Juwai found that Australia was the top overseas destination for Chinese property buyers in the first half of 2023, based on the number of buyer inquiries it received on its platform.
The results followed a recent report from The SMH claiming that “cashed-up Chinese buyers have re-entered Sydney’s property market with gusto”.
Last week, prominent Sydney real estate agent and auctioneer, Tom Panos, appeared on Radio 2GB with Ben Fordham where he suggested that Chinese buyers are more active in the market than the official Foreign Investments Review Board (FIRB) data suggests.
Ben Fordham: “How big is it [Chinese investment]?”
Tom Panos: “Look it’s probably bigger than what that report says because often what you’ll see is at an auction is, you’ll have an international buyer and they’ll be on the phone talking to someone else”.
“And you you’ve got to follow the money trail. How many more properties are actually being funded by overseas buyers?”
“But it is an issue and you can sense resentment at auctions where there’s a competition between a local buyer and an international buyer and you’ll see when the international buyer wins, they don’t get the applause that they’d normally get if they were a local buyer”.
“So you can tell there’s tension there. I mean, it’s hard to track where the real buyer is when you see someone standing there with a mobile phone because, well you don’t know where they are”.
“It may be a foreign buyer in China or elsewhere giving him instructions as to what price to go to and at what price price to stop at”.

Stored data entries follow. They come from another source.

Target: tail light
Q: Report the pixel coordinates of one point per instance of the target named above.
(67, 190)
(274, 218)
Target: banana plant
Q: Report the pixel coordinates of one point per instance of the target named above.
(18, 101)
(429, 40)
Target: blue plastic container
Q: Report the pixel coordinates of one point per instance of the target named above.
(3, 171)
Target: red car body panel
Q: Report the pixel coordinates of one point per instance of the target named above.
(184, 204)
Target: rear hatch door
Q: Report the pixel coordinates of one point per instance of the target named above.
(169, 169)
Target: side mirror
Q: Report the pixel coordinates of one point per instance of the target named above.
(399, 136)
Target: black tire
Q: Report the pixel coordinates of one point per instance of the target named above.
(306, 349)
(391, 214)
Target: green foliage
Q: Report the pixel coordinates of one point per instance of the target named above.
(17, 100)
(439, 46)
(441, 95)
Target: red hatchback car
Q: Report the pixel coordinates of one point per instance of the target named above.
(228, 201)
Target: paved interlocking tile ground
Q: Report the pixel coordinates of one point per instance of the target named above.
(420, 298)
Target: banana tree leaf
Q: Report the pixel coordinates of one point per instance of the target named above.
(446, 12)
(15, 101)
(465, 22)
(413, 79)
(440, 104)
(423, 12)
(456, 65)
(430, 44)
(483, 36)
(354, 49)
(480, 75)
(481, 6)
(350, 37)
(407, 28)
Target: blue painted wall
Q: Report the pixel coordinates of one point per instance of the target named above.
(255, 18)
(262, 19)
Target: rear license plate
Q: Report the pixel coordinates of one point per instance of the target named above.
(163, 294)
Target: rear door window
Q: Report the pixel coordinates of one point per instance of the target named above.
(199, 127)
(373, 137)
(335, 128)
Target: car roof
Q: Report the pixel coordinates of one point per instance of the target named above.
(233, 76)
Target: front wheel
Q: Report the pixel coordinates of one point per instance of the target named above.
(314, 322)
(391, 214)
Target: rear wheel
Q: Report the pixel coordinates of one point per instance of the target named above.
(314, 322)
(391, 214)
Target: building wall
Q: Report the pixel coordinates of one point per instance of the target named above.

“Chinese people love Australian real estate. They love the education system here. They love what’s going on with their lifestyle. They love the fact that it’s probably less polluted and it’s a safe place”.
Ben Fordham: “There’s two sides to the coin though right, Tom? Because if you’re being outbid by a foreign buyer at the auction then you hate it. If you’re selling a house you love it right, because you’ve got someone with Deep Pockets who’s willing to to spend more than someone else who’s at that auction?”
Tom Panos: “Well I can tell you, when I do auctions on a Saturday, I often have the vendor say to the agent in front of me ‘have we got any Chinese buyers'”?
As I noted on Friday, the increased Chinese buyer activity helps explain why Sydney dwelling values have risen so rapidly despite ongoing interest rate hikes:

Most foreign buyers would purchase without a mortgage and would be unaffected by the RBA’s aggressive interest rate hikes.
Given the scarcity of for sale listings, growing demand from Chinese buyers is likely having a larger-than-usual effect on Sydney home prices.